Ronald M. Salvatore ’64

Ronald M. Salvatore ’64


Ronald M. Salvatore ’64 started Stamford-based Accurate Lock & Hardware in 1972 with three part-time employees. Fifty years and more than 100 employees later, the custom lock and hardware manufacturing company has stood the test of time in lower Fairfield County, claiming a space as the largest manufacturer in the city.

The company has grown to offer three different kinds of products and services: it serves as an original equipment manufacturer (OEM) to sell mechanical components to be used with hardware; it produces institutional safety hardware used in behavioral health settings; and it provides high-end, custom-made residential hardware. Accurate Lock & Hardware has even done high-profile work such as restoration on hardware at the White House, the Statue of Liberty and Ellis Island, and the National Diet Building in Japan.

The company has also grown to be something of a family business. Salvatore’s sons, Rodd and Reed, have since joined Accurate Lock & Hardware in leadership roles, and Reed has joined his father on the School of Engineering’s Advisory Board.

Reed was interviewed recently about a Fairfield cohort program aimed at giving engineering students real-life experience at Accurate Lock:

Describe the program for students: What do they work on? How do they get involved? What are the outcomes?
The students were selected by the faculty. Based on knowing what our program is and what our business is about, Fairfield found five students who they thought would be a good fit to work with us throughout the summer.

Our goal is to give the students as much hands-on experience as possible and try to apply it to what they’re learning in the classroom. So, we set up a program where they are rotated through a four-week program. We had them work in the company to try to understand a little bit about our business, how it works, and operational flow.

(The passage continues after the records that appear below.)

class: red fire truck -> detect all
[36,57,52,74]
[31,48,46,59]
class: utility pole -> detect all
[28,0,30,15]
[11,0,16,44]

On our end, we get some benefits by having intelligent, well-trained students spend some time working with us. We give them some problems that they can work on from an engineering standpoint that hopefully result in some creative solutions. And potentially, if there’s an opportunity and there’s a good fit, we can offer a longer-term relationship with any of these students.

What has the feedback been like from students?
The feedback has been very positive. Students were really engaged. It didn’t make a difference what they were doing, they were all really thoughtful and asked good questions.

Our business is pretty unique because we go from concept to product quickly. So they can actually come up with an idea, then we’ll prototype it and make it, and we might even sell it as part of a customized solution — all in the time that they’re here. Obviously, we’re trying to get the value out of what we’re doing with them, but in a positive, really constructive way that keeps them busy and interested.

How do you hope to continue this program and your relationship with the School of Engineering going forward?
It’s a great way for us to get to know some of the students at Fairfield who work with us, and it’s a great way for them to get to know us. There’s a great deal of satisfaction that comes from helping people in this way.